Estimating a backlog of 100 items in 1 hour? Challenge accepted.

The situation

The agile team was working in a still mostly project-based environment. Over the period of several months, they had created backlog items, both with nice business value and also items to get rid of some technical debt they had piled up, getting to a situation where they had about 125 backlog items, of which only a dozen were estimated and refined, ready for the next 1,5 sprints, "as Scrum prescribes".

But the program/project organisation had hit a snag. For some reason decisions were being delayed, and the PO did not get any decently described work for the team. The customer did not know what they wanted. The team would have to "wait". Maybe even for a few months. And before long, as happens in organisations where only a minority of teams have flipped to an agile way of working, the "resource allocation" was being questioned. How about taking some "resources" out of the team and "let them return once there is work again".

No-one was happy to even hear that question. And as the backlog showed: there was work! However the organisation needed to know: just how much work is there? For a sprint? 2 sprints? 10 sprints? We needed to know with enough certainty. And fast. That same afternoon there turned out to be a meeting about the "resource allocation and planning".

What we did

First, we set the PO to work. The older backlog items had not been evaluated for a while, and some might no longer be needed. So a first cleanup was done. 24 items were deleted for several reasons.

Then we went into refinement with the entire team.

I created paper cards with the backlog items, 1 item per card with the description and a few acceptance criteria. I added all previously estimated items as well, but without their estimations. I've come to know this team, and I knew they would want to see some objective "proof" that this system works. Benchmark items they were unaware of. For further details I added the Jira reference for when the team was really lost about the meaning of an item, since descriptions can sometimes be very vague and the basic information to clear up uncertainty might already be in some comments based on earlier questions asked to the customer.

The team split up in small groups and I let them start categorising the items by simply comparing them to each other and adding them to t-shirt sized columns: Small, Medium or Large. Also a column "not now" or "stop" was added for items that were no longer needed or not of any business value due to several reasons. Each group of 2-3 team members contained a mix of specialists, so they would get a quick view on e.g. combined back-end and front-end impact, but the entire team was not allowed to discuss together. Good enough was good enough. They were aware that to get 101 items estimated in just 60 minutes, there was less than a minute to decide for each item, and it had to be even shorter, in order to get to the story point system they were used to. If there was too much uncertainty caused by the need for expert domain knowledge or technical constraints, they could put the card back into a central pile and move on, but at the end all cards needed to be categorised.

Once this was done we took the column “small” and repeated the exercise for the S column only, but now with extra columns: XXS, XS, S. After that we looked at the column “medium” and continued the exercise but now with columns SM, MM, LM added to the sequence.
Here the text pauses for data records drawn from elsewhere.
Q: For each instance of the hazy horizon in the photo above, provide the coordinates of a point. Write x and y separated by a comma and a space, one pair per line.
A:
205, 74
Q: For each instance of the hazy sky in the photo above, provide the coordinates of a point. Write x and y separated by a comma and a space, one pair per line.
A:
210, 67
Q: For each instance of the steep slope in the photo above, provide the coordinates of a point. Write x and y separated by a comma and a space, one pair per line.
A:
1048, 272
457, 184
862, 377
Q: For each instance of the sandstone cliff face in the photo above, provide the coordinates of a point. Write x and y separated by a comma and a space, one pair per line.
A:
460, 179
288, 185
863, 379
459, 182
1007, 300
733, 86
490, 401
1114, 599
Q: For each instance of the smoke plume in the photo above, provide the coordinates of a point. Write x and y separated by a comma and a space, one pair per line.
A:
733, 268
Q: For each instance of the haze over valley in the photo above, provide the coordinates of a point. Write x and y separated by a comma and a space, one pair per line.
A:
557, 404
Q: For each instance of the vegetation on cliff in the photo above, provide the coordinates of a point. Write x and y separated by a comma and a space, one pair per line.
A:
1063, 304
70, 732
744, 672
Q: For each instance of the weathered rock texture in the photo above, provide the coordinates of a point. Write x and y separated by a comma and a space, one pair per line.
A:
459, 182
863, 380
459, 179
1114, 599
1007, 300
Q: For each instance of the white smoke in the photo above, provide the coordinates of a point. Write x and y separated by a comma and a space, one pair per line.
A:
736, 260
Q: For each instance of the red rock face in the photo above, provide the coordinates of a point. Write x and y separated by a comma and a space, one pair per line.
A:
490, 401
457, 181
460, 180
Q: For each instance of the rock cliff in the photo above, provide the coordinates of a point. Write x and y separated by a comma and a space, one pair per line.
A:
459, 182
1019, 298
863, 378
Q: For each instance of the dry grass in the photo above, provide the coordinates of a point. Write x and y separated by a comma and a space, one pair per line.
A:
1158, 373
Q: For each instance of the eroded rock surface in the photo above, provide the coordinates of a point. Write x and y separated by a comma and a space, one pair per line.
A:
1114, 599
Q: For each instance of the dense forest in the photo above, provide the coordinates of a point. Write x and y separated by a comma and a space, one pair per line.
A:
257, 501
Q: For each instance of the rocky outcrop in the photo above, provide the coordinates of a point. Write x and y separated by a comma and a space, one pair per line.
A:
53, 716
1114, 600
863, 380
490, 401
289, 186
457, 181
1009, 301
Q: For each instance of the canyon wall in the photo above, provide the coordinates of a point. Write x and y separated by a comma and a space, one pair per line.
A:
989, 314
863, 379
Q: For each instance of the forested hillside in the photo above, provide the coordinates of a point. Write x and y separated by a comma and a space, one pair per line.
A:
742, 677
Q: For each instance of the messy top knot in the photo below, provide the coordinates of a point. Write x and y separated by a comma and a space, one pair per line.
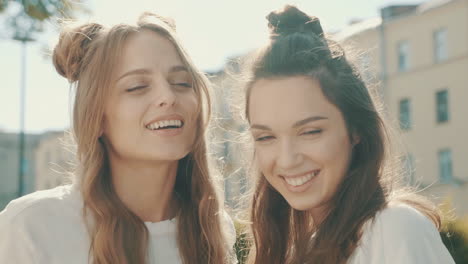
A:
72, 47
291, 20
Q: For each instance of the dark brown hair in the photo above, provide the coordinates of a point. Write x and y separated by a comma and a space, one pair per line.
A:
299, 47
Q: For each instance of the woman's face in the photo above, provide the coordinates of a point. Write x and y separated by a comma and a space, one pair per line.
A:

And then column “large” got the same treatment, adding columns L, XL, XXL.

Then came the time to get it back to the story point system the team is already working with. The XXS column got the smallest estimate, 1, and the XS one got 2. Then the team had to compare columns 2 and 3: is the difference of work (taking into account risk, complexity and repetition) about 50% or at least double? If 50%, the next column gets a 3, if not, it goes straight to 5.  

We continued this way of questioning and adding the numbers of the Fibonacci row until all columns were covered.

At this point, you usually see some items switching columns, but not much, and certainly no more than one column. If you want to find out more about the why and how of estimating and forecasting, check out this earlier blogpost, where a variation of this exercise is explained to create a reference catalogue, as well as a number of other techniques you can consider.

The Conclusion

We finished within just about an hour. After the exercise we had 87 items left on the backlog, 3 of those were newly created by the PO and were a kind of natural refinement that happened when the team were looking at other items, the others were in the "not now" and "stop" piles, and validated as such by the PO. Based on the velocity of the team enough work to fill 16 sprints, including some unrefined epics. 

The benchmark items showed a very slight difference for a few items (especially in the 1-2-3 SP range). 2 items of the entire backlog were way off, both in the higher range, and in a short check afterwards it turned out they were both large items that had been categorised by team members with slightly less domain knowledge, and therefore a higher level of risk and complexity. A perfectly normal phenomenon.

The aftermath

The cool thing is that we now have a reference catalog. We can do away with endless planning poker or finger showing estimation sessions and keep refinement for what it was meant to be: actually discussing, drawing, splitting backlog items. And then quickly put them in the needed category. The overhead of having the full backlog estimated is now decimated, and the team have found a renewed energy to tackle the backlog items in a refreshing way!

And they are spreading the word.

Oh by the way, the "resource management" people were very satisfied and the meeting did not take long. The numbers were very clear and no further questions were asked. And the team lives on, untouched.